Jurors returned to the Justice John Byrne a number of times for clarification during their deliberations.

After the verdict, the parents of Allison Baden-Clay read their victim impact statements to the court.

He mother, Priscilla Dickie, said that the discovery of her body transformed them from a happily retired couple to caring for three young girls.

She said discovering how troubled the marriage was was distressing and devastating and that her son-in-law disgusted her.

“He betrayed her. He has made a mockery of their marriage and their life together,” she said. “For the love of her husband and her children, Allison stayed and she died.”

Addressing Baden-Clay, she said “You have changed your daughters’ destiny and sentenced them to a journey they must take through life as a mother.”

Her husband, Geoff Dickie, left many in the courtroom in tears during his anguished statement, in which he said he had failed as a father for not protecting his daughter. He said Baden-Clay betrayed their trust.
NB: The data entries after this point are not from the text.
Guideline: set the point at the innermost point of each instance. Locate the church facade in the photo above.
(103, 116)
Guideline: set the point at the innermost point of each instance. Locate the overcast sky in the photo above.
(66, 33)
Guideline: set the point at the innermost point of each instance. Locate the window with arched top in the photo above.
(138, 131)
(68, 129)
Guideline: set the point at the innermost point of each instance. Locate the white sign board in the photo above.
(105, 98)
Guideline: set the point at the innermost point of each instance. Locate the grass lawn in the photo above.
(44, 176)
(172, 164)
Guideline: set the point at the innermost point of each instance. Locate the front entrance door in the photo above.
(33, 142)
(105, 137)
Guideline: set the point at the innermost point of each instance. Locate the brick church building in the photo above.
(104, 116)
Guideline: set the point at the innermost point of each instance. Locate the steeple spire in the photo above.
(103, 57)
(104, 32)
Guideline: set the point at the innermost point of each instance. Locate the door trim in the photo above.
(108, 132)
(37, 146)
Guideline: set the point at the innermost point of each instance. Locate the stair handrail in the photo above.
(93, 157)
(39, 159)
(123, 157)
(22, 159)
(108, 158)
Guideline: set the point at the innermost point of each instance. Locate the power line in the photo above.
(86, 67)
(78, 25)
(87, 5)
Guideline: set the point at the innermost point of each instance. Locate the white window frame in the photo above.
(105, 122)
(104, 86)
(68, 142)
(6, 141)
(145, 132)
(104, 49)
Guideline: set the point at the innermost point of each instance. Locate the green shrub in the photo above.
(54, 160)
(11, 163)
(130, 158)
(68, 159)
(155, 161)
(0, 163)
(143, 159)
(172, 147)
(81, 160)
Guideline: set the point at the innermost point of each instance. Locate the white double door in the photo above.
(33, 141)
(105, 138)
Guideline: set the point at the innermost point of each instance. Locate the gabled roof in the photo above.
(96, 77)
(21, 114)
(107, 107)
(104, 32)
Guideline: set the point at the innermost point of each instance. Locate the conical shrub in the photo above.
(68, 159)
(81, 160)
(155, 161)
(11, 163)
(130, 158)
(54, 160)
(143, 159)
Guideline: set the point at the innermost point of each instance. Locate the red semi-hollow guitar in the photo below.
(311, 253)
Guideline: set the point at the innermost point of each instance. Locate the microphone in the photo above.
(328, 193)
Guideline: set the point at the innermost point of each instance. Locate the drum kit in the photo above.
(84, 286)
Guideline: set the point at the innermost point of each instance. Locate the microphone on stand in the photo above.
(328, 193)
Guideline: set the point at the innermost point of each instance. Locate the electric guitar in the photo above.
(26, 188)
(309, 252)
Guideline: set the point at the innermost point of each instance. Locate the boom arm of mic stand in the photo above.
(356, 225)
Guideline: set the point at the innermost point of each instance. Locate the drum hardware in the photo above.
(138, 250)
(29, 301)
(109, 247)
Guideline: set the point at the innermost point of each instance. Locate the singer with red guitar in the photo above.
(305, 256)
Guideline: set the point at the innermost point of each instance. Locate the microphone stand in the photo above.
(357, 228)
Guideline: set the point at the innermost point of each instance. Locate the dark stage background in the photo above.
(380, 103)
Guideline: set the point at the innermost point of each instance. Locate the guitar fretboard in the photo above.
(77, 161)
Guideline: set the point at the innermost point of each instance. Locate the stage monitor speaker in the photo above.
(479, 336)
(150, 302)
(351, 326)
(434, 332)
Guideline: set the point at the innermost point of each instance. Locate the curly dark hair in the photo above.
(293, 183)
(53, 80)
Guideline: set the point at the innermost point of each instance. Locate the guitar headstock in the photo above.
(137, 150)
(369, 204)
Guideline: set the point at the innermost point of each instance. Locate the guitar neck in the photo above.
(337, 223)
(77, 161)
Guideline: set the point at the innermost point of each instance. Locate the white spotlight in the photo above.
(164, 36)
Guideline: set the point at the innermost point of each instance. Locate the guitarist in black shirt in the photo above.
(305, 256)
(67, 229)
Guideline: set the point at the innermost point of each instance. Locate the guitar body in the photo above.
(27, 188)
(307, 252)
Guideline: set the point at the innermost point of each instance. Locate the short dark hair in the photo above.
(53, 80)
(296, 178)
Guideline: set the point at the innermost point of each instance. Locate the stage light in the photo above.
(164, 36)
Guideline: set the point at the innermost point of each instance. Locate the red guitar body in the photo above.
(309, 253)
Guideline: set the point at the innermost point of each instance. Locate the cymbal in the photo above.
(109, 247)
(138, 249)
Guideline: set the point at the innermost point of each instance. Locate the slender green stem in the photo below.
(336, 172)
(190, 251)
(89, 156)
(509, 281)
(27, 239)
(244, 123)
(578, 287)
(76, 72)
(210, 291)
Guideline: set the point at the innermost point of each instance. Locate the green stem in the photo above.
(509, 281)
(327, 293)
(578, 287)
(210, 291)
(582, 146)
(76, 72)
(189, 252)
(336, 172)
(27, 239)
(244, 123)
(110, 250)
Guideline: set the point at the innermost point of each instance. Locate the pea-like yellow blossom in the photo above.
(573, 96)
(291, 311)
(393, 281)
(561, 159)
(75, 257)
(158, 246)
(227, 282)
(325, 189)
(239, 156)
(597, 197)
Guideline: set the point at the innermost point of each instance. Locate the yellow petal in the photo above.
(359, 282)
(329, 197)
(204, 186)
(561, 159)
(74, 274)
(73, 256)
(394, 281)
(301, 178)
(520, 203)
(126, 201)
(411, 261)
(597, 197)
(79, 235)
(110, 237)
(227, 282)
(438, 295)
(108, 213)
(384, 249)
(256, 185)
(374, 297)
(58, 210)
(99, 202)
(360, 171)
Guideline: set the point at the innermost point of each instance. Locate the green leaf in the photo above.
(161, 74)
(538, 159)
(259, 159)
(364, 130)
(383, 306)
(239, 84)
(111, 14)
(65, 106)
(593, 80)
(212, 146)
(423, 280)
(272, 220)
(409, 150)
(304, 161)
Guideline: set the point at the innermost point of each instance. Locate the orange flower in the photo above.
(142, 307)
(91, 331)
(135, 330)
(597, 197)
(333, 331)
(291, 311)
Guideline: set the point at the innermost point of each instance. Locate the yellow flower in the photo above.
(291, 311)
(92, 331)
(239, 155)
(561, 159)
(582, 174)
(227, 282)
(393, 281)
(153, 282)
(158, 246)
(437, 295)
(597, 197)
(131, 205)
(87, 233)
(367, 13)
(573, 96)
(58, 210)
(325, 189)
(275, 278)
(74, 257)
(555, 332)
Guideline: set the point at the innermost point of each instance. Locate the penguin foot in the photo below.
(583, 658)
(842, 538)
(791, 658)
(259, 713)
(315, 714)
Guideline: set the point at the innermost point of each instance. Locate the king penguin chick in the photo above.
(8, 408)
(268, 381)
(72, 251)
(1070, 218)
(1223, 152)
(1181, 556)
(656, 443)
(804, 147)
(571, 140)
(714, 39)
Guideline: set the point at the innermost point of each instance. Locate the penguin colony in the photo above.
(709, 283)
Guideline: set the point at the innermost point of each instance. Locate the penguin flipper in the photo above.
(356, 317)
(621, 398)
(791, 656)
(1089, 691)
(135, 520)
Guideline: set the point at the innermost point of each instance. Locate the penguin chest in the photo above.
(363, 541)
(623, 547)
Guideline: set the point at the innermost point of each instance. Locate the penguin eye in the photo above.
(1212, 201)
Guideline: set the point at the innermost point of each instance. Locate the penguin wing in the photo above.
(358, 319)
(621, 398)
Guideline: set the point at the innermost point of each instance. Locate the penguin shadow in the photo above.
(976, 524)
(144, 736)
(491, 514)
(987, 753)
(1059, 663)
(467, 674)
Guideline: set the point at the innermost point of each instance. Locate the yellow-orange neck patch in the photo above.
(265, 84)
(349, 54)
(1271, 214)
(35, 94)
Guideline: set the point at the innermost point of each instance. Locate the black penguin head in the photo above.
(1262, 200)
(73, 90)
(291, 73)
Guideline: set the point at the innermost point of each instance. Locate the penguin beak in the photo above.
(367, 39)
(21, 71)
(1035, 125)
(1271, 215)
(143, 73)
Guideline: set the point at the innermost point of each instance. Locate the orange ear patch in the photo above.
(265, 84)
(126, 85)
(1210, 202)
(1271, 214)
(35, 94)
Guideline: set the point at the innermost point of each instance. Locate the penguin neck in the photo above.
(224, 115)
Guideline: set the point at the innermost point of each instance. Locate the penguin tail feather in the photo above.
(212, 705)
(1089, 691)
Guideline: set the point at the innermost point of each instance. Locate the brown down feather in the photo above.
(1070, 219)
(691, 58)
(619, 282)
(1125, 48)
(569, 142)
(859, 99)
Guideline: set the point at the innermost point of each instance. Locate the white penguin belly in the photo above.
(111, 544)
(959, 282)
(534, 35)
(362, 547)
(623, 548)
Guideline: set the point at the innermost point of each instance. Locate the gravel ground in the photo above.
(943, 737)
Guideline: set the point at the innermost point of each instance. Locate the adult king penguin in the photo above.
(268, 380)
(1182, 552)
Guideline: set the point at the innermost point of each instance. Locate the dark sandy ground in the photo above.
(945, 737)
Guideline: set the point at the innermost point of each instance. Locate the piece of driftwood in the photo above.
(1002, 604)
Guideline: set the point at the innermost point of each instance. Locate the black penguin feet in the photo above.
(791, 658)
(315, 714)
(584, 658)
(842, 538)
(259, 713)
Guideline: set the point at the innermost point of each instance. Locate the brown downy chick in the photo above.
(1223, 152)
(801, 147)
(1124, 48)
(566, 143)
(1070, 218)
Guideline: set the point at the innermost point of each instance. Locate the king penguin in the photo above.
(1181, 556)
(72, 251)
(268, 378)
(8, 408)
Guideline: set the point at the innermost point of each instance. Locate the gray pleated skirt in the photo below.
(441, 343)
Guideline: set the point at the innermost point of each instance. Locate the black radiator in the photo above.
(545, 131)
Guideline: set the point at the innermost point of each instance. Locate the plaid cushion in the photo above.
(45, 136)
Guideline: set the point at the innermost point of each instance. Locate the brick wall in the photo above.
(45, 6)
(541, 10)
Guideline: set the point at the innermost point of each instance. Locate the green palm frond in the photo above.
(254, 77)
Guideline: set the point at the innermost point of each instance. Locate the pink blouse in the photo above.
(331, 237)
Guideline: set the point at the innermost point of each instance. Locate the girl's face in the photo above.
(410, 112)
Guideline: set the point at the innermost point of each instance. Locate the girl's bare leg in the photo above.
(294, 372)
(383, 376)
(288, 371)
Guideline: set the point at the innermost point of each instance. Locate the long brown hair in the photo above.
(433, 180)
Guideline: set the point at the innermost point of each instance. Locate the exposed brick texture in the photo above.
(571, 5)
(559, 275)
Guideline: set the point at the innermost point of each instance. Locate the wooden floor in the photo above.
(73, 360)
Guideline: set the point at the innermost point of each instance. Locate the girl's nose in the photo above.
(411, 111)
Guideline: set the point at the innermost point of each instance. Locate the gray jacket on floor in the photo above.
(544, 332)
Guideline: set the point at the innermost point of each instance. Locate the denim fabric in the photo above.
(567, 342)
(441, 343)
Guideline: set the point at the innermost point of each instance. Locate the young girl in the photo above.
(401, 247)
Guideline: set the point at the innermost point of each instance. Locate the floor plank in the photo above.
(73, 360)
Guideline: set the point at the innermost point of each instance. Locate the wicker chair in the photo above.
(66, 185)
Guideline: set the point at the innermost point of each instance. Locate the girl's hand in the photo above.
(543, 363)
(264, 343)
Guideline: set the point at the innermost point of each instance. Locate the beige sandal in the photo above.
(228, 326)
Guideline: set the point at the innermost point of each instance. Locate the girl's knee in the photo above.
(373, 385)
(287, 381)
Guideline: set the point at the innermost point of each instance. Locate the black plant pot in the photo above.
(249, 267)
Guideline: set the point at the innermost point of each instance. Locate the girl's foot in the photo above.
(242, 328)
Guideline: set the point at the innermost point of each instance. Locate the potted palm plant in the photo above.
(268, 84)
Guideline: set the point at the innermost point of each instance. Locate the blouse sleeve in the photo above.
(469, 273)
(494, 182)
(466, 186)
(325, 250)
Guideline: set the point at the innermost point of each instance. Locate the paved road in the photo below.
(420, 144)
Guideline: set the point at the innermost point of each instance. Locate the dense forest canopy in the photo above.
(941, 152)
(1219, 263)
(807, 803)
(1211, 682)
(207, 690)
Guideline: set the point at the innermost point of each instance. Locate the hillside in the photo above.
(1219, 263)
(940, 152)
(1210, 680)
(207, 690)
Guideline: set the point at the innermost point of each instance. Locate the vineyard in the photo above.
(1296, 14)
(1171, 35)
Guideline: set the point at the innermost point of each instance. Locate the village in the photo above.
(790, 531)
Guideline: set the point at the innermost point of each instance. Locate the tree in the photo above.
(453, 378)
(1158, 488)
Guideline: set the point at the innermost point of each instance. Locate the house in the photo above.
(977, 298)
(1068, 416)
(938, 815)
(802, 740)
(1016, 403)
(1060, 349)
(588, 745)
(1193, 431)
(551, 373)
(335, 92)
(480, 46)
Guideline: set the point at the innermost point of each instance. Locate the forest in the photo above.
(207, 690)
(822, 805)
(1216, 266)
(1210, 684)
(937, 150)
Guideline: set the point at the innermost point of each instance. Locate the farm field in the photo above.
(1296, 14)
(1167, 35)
“Our granddaughters did not have chance to say goodbye. She will be absent from key events in their lives,” he said.

“”Allison I love you and I miss you.”

Vanessa Fowler, Allison’s sister, said for the first time in the marriage, Allison had come out on top, but added “I feel cheated I never got to say goodbye.”

Justice Byrne sentenced Baden-Clay to life imprisonment, with a mandatory 15-year non-parole period, saying the convicted wife-killer was “thoroughly reprehensible”.